It is said that retirement is a lifelong journey and not a destination. For many aspiring retirees, it may be a road to nowhere.
Over 22% of Americans have less than $5,000 saved for retirement. Many have nothing saved.
Here are five moves you must make before retiring — the sooner the better.
Develop a retirement plan
Retirement is shorthand for “retirement fund.” Retirement is not something that you accidentally fall into or happen upon. You should develop a retirement plan and implementation strategy as early as possible.
In a perfect world, you should plan for retirement with your first paycheck in your youth. Realistically, you should start planning for your retirement at least a decade or two in advance.
For example, where would you live? Will you retire fully or part-time?
Are you considering working part-time, volunteering or as a consultant? What will you do with your time? You can answer all of these questions with your retirement number.
Find your retirement number
An old retirement advice idea that you need $1 million to retire comfortably. But that’s an old-school financial generalization. Even if you believe that, today you realistically need $3 million to retire when considering inflation.
Nevertheless, a retirement goal is a customized calculation. The amount of money that you need in your retirement fund is your number, not a generalized figure that works for everyone.
Your retirement number is the amount of money you need in a retirement fund to last the entirety of your retirement. And your retirement number must be calculated carefully. Otherwise, you risk running out of money in the middle of retirement.

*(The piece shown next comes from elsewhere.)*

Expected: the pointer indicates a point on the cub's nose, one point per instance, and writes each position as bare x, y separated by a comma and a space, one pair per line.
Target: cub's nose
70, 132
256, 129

Do this. Find out your Social Security annual payout. No subtract that from $40,000. That’s number is closer to what you actually need annually from your investments in order to retire.
Downsizing to cut costs
You may need to consider downsizing relative to your retirement number and living expenses. If you are stretched for cash or struggling to meet your retirement number, consider selling your house and other valuable assets.
Move into a smaller house or apartment and perfect the art of living below your means.
Save as much money as possible
You should save money with every paycheck you earn. And if you end up working part-time after retirement you should save as much money as possible, too.
Unless you are financially independent, never take it for granted that your retirement number goal will always be met. Save as much money as possible all the time.
Stop paying your children’s debts
More than 30% of student loan debtors are between 50 and 64 and they owed more than $290 billion.
Elderly student loan debtors in default can end up getting 15% of their Social Security benefits garnished by the government. Often, that means retirement hope can get squashed by student loan debt.
Many elderly debtors end up in debt, however, because they choose to pay the tuition and debts of their children and grandchildren. Once your children become adults, you must set rules differentiating between your own debt and theirs.
Otherwise, you could end up in debt and poverty in your twilight years.